Results: Assessing Safety of Mechanical Ventilation Weaning in Patients Receiving Continuous Vasopressors: An Emulated Target Trial

Participants: Maxime Fosset, Nicolas Molinari, Julie Josse.

Purpose: Safety of weaning critically ill patients from mechanical ventilation while receiving vasopressor is uncertain. To identify the optimal strategy of vasopressor discontinuation at the time of weaning in adult critically ill medical patients, we conducted an emulated target trial to investigate the total causal effect of four different treatment strategies on the risk of weaning failure by day 7. We hypothesized that weaning while receiving a low-dose of vasopressor would be the strategy with the lowest risk of weaning failure.

Methods: We performed an emulated trial with consecutive observational data from patients admitted to the intensive care units at Beth Israel Deaconess Medical Center from January 2011 to June 2022. We compared the risk of death or reintubation within 7 days of weaning among four a priori defined weaning strategies: delayed weaning after vasopressor discontinuation, early weaning, low-dose, and high-dose vasopressor infusion.

Results: The results showed that weaning while receiving low-dose vasopressors reduced the duration of mechanical ventilation but increased the risk of weaning failure compared to a delayed strategy where vasopressors were discontinued for more than 24 hours.

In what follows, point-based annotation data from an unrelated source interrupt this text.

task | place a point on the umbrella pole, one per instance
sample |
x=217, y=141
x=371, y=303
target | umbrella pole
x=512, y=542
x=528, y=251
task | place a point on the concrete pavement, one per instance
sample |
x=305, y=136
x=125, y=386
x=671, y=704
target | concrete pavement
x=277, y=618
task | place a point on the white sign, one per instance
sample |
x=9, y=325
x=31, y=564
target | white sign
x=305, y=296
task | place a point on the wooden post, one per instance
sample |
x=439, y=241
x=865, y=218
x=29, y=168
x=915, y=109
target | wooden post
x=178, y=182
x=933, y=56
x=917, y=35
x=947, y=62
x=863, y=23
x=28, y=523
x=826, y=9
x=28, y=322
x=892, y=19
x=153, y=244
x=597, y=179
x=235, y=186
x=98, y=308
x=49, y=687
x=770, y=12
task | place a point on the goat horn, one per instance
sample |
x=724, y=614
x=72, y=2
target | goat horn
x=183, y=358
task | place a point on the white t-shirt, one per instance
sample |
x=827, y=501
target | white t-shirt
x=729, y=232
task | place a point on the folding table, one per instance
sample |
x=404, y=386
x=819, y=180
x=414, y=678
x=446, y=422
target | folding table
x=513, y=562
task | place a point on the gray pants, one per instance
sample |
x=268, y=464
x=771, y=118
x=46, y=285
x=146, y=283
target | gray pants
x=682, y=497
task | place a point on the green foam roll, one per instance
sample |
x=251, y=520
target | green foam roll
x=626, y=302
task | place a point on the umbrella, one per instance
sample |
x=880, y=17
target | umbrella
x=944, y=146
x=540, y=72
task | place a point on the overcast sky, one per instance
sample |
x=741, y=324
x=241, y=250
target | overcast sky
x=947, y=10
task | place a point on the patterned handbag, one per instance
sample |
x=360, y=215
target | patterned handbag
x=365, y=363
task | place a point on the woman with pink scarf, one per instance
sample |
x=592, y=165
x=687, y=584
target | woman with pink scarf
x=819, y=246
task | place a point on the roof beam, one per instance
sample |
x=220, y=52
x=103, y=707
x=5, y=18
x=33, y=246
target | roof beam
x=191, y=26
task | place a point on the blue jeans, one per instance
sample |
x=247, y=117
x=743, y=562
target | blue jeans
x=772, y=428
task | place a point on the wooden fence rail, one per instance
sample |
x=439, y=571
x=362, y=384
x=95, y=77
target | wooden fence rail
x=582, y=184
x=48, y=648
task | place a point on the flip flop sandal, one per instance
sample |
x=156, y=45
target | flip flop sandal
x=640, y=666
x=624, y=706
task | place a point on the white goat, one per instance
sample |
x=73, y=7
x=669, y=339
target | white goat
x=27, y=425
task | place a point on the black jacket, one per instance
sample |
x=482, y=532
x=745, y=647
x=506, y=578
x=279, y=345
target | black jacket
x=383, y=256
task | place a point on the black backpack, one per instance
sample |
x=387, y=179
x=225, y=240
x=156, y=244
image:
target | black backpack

On the other hand, weaning while receiving a high-dose of vasopressors increased the risk of weaning failure. The study suggests that future randomized trials may evaluate weaning in critically ill patients while receiving low-dose vasopressor strategy.

8.2 Uncertainty quantification with conformal prediction

Participants: Julie Josse.

Results: Conformal prediction for time series - publication 26

Conformal Inference (CI) is a popular approach for generating finite sample prediction intervals based on the output of any point prediction method when data are exchangeable. Adaptive Conformal Inference (ACI) algorithms extend CI to the case of sequentially observed data, such as time series, and exhibit strong theoretical guarantees without having to assume exchangeability of the observed data. The common thread that unites algorithms in the ACI family is that they adaptively adjust the width of the generated prediction intervals in response to the observed data. We provide a detailed description of five ACI algorithms and their theoretical guarantees, and test their performance in simulation studies. We then present a case study of producing prediction intervals for influenza incidence in the United States based on black-box point forecasts. Implementations of all the algorithms are released as an open-source R package, AdaptiveConformal, which also includes tools for visualizing and summarizing conformal prediction intervals.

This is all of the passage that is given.